Ambedkar insisted that India should be called both a republic and a democracy i.e. India is a ‘sovereign, democratic, republic’. Republic Day is actually a national holiday, and the project of building the republic was considered to be significant and radical, because it aimed to create horizontal bonds of solidarity between citizens. Given the deep social inequalities based on caste that exist in India, it was radical to imagine a social democracy where you were genuinely striving, if not for equality but at least for fraternity, and by that we mean that whatever social class or caste background we belong to we are able to create civility of interaction between people who are strangers. India’s democracy has always simultaneously taken on the responsibility of also trying to build a republic, taking on Ambedkar’s foundational idea.

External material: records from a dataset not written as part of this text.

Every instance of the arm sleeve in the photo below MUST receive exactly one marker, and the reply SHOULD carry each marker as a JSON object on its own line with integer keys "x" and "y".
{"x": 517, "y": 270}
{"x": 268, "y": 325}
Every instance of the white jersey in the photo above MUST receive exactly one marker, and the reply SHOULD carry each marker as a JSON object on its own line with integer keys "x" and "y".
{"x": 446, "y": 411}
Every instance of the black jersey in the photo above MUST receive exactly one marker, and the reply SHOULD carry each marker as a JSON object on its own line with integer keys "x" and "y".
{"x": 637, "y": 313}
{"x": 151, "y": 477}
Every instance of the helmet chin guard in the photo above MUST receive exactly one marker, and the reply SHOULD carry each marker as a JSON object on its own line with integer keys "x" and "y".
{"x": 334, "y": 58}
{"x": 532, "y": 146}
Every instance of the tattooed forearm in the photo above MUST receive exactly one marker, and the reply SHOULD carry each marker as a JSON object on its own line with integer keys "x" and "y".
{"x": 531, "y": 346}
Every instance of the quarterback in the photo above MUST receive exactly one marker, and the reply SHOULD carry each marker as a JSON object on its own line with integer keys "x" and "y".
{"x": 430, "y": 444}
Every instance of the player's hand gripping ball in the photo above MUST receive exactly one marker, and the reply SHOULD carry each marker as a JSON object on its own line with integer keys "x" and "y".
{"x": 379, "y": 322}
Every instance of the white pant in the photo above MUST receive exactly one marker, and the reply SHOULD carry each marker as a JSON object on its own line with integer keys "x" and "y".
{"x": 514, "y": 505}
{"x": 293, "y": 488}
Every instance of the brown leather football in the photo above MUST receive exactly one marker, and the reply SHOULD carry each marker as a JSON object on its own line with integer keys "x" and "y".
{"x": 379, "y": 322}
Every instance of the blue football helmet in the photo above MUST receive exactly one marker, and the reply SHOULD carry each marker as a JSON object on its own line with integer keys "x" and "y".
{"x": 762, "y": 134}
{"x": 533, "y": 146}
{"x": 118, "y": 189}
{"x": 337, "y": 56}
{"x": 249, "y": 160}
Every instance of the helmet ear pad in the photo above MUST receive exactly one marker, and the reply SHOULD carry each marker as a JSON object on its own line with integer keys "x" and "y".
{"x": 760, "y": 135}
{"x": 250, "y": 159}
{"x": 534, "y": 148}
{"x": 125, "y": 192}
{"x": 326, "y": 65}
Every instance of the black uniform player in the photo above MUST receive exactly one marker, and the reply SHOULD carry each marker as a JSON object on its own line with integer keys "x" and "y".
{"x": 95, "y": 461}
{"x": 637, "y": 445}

I think the problem in projects of creating solidarity cannot only be a rational set of arguments, correct as they are. Unless people feel an emotional attachment to it I doubt it’s going to happen… yes, we need to protect our institutions, we need to create fraternity spaces and we have to think continually about how we can do it, but there is no prior blueprint. Anyone who tries to create this project has to create something in which people feel a commitment and attachment.
Take the farmers’ protest. Their job was to oppose the farm laws. But the way they did it, the mode of protest in these huge encampments outside Delhi were republics of protest. They recreated and recommitted themselves to republican ideals. Farmers of diverse backgrounds and means and different regions lived cheek by jowl.
If you are going to push back against the corruption of democratic institutions, it is not just about working hard to win the next election but to reclaim, recreate and re-imagine spaces where we can create an attachment to why this is important. That’s why I find the Indian polling booth such a fascinating space. We take it for granted, nothing like that existed before 1950, but there is no other space where you get a genuine social mixing — it’s where you can’t say I won’t stand next to this person, all the things we are so good at saying the rest of the time.
The danger to democratic institutions is catastrophic. The reason why there is concern and we cannot move past 1984 or the 2002 [riots] is that these were a violation of the ideals of justice and equality of the republic using the institutions of government. When you have an organised riot, the government machinery, the police, the administration are all directly or indirectly able to threaten the basic principles of democracy, of protecting minority communities against majoritarianism. It’s as if the ideal of fraternity is chopped down from the root.